The researchers at UCLA's Jonsson Comprehensive Cancer Center have revealed that they used a combination Positron Emission Tomography (PET) and computed tomography (CT) scanner to monitor 50 patients undergoing treatment for high-grade soft tissue sarcomas.
The patients were receiving neoadjuvant chemotherapy treatments to shrink their tumors prior to surgery, say the researchers.
The study showed that response could be determined about a week after the first dose of chemotherapy drugs.
The result attains significance because patients receiving chemotherapy are generally scanned at about three months into the treatment to determine their progress.
"The question was, how early could we pick up a response? We wanted to see if we could determine response after a single administration of chemotherapy. There's no point in giving a patient a treatment that isn't working. These treatments make patients very sick and have long-term serious side effects," said Dr. Fritz Eilber, an assistant professor of surgical oncology, director of the Sarcoma Program at UCLA's Jonsson Cancer Center and senior author of the study.

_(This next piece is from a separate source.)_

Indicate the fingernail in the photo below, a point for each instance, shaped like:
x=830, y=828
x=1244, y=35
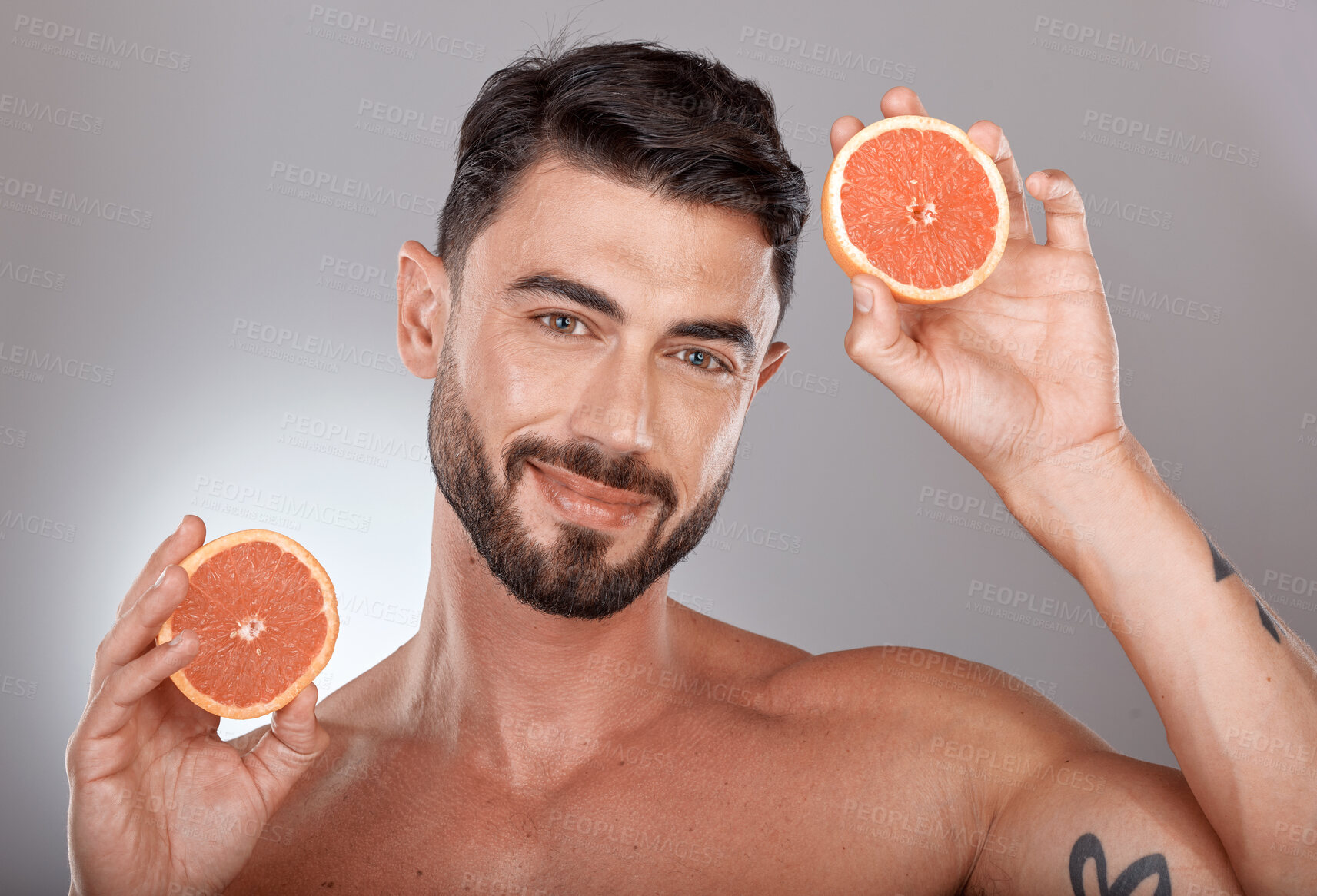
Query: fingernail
x=863, y=297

During the study, Eilber's team monitored the tumor's metabolic function, or how much sugar was being consumed by the cancer cells.
Cancer cells use much more sugar than do normal cells because they grow out of control, and thus they light up under PET scanning using a glucose uptake probe called FDG.
In order to identify an effective response to treatment, the researchers needed to see a 35 percent decrease in the tumor's metabolic activity.
Eilber says that within a week of their initial treatment, his team could determine that 28 of the 50 patients in the study did not respond.
This allows the treatment course to be discontinued or changed to another more effective treatment, getting the patient to surgery more quickly, said the researcher.
"The significance of this study was that it identified people, more than half of those in the study, who were not going to benefit from the treatment early in the course of their therapy," Eilber said.
"This information significantly helps guide patient care. Although this study was performed in patients scheduled for surgery, I think these findings will have an even greater impact on patients with inoperable tumors or metastatic disease as you get a much quicker evaluation of treatment effectiveness and can make decisions that will hugely impact quality of life," he added.
Eilber said he was surprised how soon response to therapy could be determined.
"We had an idea that patients either respond or do not respond to treatment, but we weren't sure how early you could see that. I really was not sure we would be able to see effectiveness this early," he said.
Eilber, whose team will continue following the patients, believes that the new approach may one day help personalize treatment for each patient and become the standard of care.
A research article on the study appears in the journal Clinical Cancer Research.